UK Green Party co-leader Caroline Lucas speak at the Green Party Spring Conference at the ACC in Liverpool. Picture by: Peter Byrne/PA Wire/PA Images

The Green Party has argued that productivity drops when people are exhausted and wants to remedy a situation where "people are working ever more hours" and "getting ever more stressed", leading to an increase in ill health and mental health issues.

Lucas concluded:

"What we want to do is take a step back and think, what is the purpose of the economy? What kind of country do we want to be? And do we really want a future where all of us are trying to work even harder, taking our work home with us and working evenings and weekends."

When it comes to high-profile experimentation with a four-day work week, Amazon has led the charge of late.

Last summer, the online retail giant announced that it was hiring a small number of employees in the US who would work 30 hours per week, Monday to Thursday.

Their "core hours" were between just 10am and 2pm on each of those days, with the remainder comprising "flex work hours" and, while their pay was reduced to reflect the reduced hours, they would still receive full benefits packages.

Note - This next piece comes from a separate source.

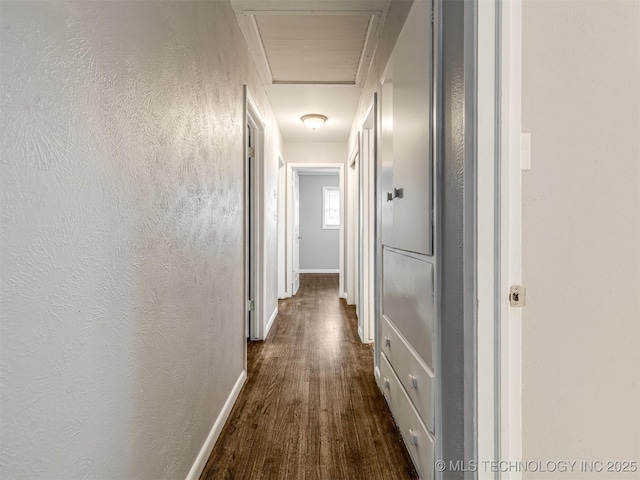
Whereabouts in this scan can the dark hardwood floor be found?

The likes of Uniqlo and Google have also tested the waters. The companies have yet to report on the success of such policies.

Health benefits

There is clear evidence that such an approach can have a dramatically positive effect on people's health. 

First of all, the sedentary office experience where workers are stuck at a desk is not good for the heart. In 2015, world-renowned medical journal The Lancet published a review of numerous health research papers, claiming an undeniable link exists between heart disease and overwork in more than 600,000 employees across the Western world.

Those working 55 hours per week show a 13% increase in cases of heart disease than those who put in a 40-hour week, the study showed. Worse still, the figure rose to 33% when it came to risk of suffering a stroke.

It also isn’t tied solely to white-collar employees, either; the paper showed manual workers have a 30% chance of developing Type-2 Diabetes compared to peers in similar employment who work fewer than 40 hours per week.

Increased productivity

Employers worried that business will take a hit may not have true cause for concern.

In 2009, the Harvard Business Review tested the effect on productivity at a Boston consultancy firm.

For five months, a group of employees were subjected to a four-day week, required to completely switch off for one mid-week day.

The company’s clients reported an improvement in the services provided by those who had taken a third day off, compared to the ones powering through a typical 50-hour week.